The Securities and Exchange Commission does not anticipate extending a June 12 deadline for registered investment advisors to report imprudent recommendations on mutual fund share classes, according to an FAQ released by the agency.
The Share Class Selection Disclosure Initiative, a program launched in February, intends to rein in “potential widespread violations” of the Investment Advisers Act of 1940.
Specifically, the program is targeting advisors’ failure to disclose 12b-1 fees on mutual funds, and recommendations of higher cost share classes when lower-cost shares of the same fund were available.
The SEC’s Division of Enforcement will recommend that firms self-reporting violations will not be subject to civil penalties. Firms will, however, be responsible for returning ill-gotten gains from 12b-1 fees on higher-cost share classes to investors, according to the announcement of the program in February.
In the newly released FAQ, the SEC offers a “non-exhaustive” list of circumstances where lower-cost share classes are available for the same fund.
The availability of a lower-cost share class is fund-specific, the FAQ says. A failure to compare share class offerings between different fund families will not be a reportable offense.
Firms that put investors into a more expensive share class when they met required minimums for lower-cost share classes will be considered in violation of the Advisers Act.
Recommendations of higher-cost share classes will be in violation if fund prospectuses included waivers of investment minimums.
Advisors who assumed funds would not waive investment minimums on lower-cost share classes without confirming their assumptions will also have to return cash to investors.
And advisors who put some investors into lower-cost share classes, and other clients of similar net worth into higher-cost classes will also be required to return money.
The SCSD Initiative will only be available to recommendations made by registered advisory firms.
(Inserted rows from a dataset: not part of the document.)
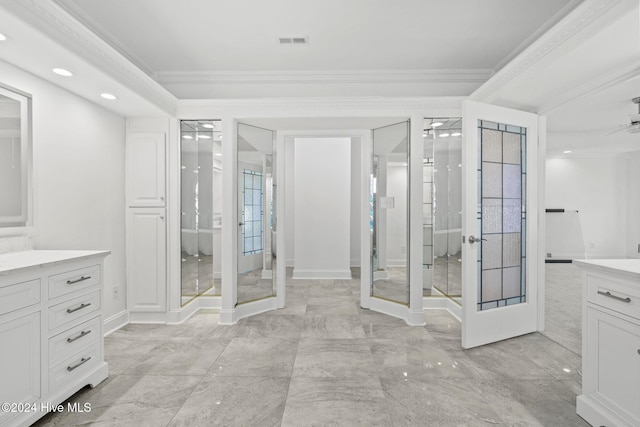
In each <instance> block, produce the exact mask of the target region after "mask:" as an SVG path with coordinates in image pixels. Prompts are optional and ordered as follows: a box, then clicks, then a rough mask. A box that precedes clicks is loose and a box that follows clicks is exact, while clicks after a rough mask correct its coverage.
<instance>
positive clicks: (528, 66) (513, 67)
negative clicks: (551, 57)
mask: <svg viewBox="0 0 640 427" xmlns="http://www.w3.org/2000/svg"><path fill="white" fill-rule="evenodd" d="M635 4H637V0H585V1H584V3H582V4H581V5H579V6H578V7H577V8H576V9H574V10H573V11H572V12H571V13H569V14H568V15H567V16H566V17H565V18H563V19H562V20H560V22H558V24H556V25H555V26H554V27H553V28H551V29H550V30H549V31H547V32H546V33H545V34H543V35H542V36H541V37H540V38H539V39H538V40H536V41H535V42H533V43H532V44H531V45H530V46H529V47H528V48H526V49H524V51H523V52H522V53H521V54H520V55H518V56H516V57H515V58H514V59H513V60H512V61H510V62H509V63H508V64H506V65H505V66H504V67H502V68H501V69H500V70H499V71H497V72H496V73H495V74H494V75H493V76H492V77H491V78H490V79H488V80H487V81H486V82H485V83H484V84H483V85H482V86H480V87H479V88H478V89H476V90H475V91H474V92H473V93H472V94H471V96H470V98H471V99H474V100H477V101H484V102H491V101H492V100H493V99H494V98H495V97H496V94H498V92H499V91H500V90H501V89H503V88H504V87H505V86H507V85H508V84H509V83H511V82H512V81H514V80H516V79H518V78H519V77H520V76H521V75H523V74H524V73H525V72H526V71H528V70H530V69H531V68H532V67H534V66H536V65H537V64H538V63H539V62H540V61H542V60H543V59H544V58H546V57H548V56H549V55H550V54H553V53H557V52H560V53H562V51H563V50H564V49H567V48H568V47H569V48H570V45H571V43H573V42H574V41H575V39H576V38H577V37H578V36H579V35H580V34H581V33H582V34H586V33H589V31H588V27H589V26H591V25H592V24H593V23H595V22H596V21H598V20H599V19H600V18H602V17H603V16H604V15H605V14H606V13H607V12H609V11H610V10H612V9H614V8H616V7H622V8H623V9H625V10H626V9H627V6H629V7H631V6H633V5H635Z"/></svg>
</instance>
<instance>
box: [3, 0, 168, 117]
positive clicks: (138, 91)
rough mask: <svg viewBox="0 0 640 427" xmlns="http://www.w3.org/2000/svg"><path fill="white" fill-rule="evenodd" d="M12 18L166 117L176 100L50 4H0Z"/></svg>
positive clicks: (109, 48) (7, 2) (148, 78)
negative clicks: (36, 31)
mask: <svg viewBox="0 0 640 427" xmlns="http://www.w3.org/2000/svg"><path fill="white" fill-rule="evenodd" d="M0 6H2V7H3V8H4V9H6V10H7V11H9V12H11V13H12V14H13V15H15V16H16V17H18V18H19V19H21V20H22V21H24V22H26V23H27V24H28V25H30V26H32V27H33V28H36V29H37V30H38V31H40V32H41V33H43V34H45V35H46V36H47V37H49V38H50V39H51V40H54V41H55V42H56V43H58V44H59V45H60V46H62V47H64V48H65V49H68V50H69V51H70V52H73V53H74V54H75V55H77V56H78V57H80V58H82V59H83V60H84V61H87V62H88V63H89V64H91V65H92V66H94V67H95V68H96V69H98V70H101V71H102V72H104V73H105V74H107V75H108V76H110V77H111V78H113V79H114V80H115V81H117V82H119V83H121V84H123V85H124V86H126V87H127V88H129V89H130V90H132V91H133V92H135V93H137V94H138V95H139V96H141V97H142V98H144V99H146V100H148V101H149V102H151V103H152V104H154V105H155V106H156V107H157V108H160V109H161V110H162V111H165V112H166V113H168V114H174V113H175V109H176V102H177V99H176V97H175V96H173V95H172V94H171V93H170V92H169V91H167V90H166V89H165V88H163V87H162V86H161V85H160V84H158V82H156V81H155V80H153V79H152V78H151V76H149V75H148V74H146V73H145V72H144V71H142V70H141V69H140V68H138V67H137V66H136V65H134V64H133V63H132V62H131V61H130V60H129V59H128V58H126V57H125V56H124V55H122V54H121V53H120V52H118V51H117V50H116V49H114V48H113V47H112V46H111V45H109V44H108V43H107V42H105V41H104V40H102V39H101V38H100V37H99V36H98V35H96V34H94V33H93V32H92V31H90V30H89V29H88V28H87V27H85V26H84V25H83V24H81V23H80V22H78V21H77V20H76V19H75V18H74V17H72V16H71V15H70V14H69V13H68V12H67V11H65V10H64V9H63V8H62V7H61V6H60V5H58V4H56V3H55V2H53V1H39V0H2V1H0Z"/></svg>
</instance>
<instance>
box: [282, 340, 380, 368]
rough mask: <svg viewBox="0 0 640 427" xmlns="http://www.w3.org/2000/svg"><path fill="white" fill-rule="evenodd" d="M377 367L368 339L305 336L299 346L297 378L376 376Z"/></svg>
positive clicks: (293, 367) (297, 356) (296, 360)
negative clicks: (345, 339) (371, 355)
mask: <svg viewBox="0 0 640 427" xmlns="http://www.w3.org/2000/svg"><path fill="white" fill-rule="evenodd" d="M376 375H377V374H376V368H375V365H374V362H373V358H372V357H371V350H370V348H369V343H368V342H367V340H365V339H348V340H345V339H313V338H303V339H301V340H300V344H299V346H298V353H297V355H296V362H295V365H294V367H293V376H294V377H329V378H360V377H375V376H376Z"/></svg>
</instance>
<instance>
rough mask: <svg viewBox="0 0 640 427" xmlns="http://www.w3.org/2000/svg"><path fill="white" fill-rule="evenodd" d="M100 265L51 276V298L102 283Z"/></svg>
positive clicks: (66, 271)
mask: <svg viewBox="0 0 640 427" xmlns="http://www.w3.org/2000/svg"><path fill="white" fill-rule="evenodd" d="M100 278H101V271H100V265H92V266H89V267H84V268H80V269H78V270H72V271H66V272H64V273H60V274H56V275H54V276H49V299H52V298H56V297H59V296H60V295H66V294H70V293H71V292H75V291H78V290H81V289H85V288H88V287H91V286H95V285H98V284H100Z"/></svg>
Recommendations made by the broker-dealer component of dually registered firms will not apply, according to the SEC.
Firms that have already been examined by SEC’s Office of Compliance Inspections and Examinations will still have to self-report violations in order to get relief from civil penalties.
Advisors will be able to explain why costlier share classes were recommended. Advisors who used 12b-1 fees to reduce a client’s annual fees may not be required to return money to investors. But advisors will not be able to claim that clients would have had to pay higher annual fees on their assets in lieu of 12b-1 fees. “The Division’s recommendation will depend on the particular facts and circumstances,” the FAQ says.
Under the SCDC Initiative, individuals associated with self-reporting firms may still be subject to further enforcement action if they violated securities laws.
For firms that are eligible for the Initiative, but choose not to self-disclose violations, the SEC cautions that subsequent enforcement action may be harsher.
“Eligible advisers are cautioned that staff from the Commission’s Office of Compliance Inspections and Examinations and the Division of Enforcement plan to continue to make mutual fund share class selection practices a priority, and plan to proactively seek to identify investment advisers that may have failed to make the necessary disclosures related to mutual fund share class selection,” the SEC said in its announcement of the program.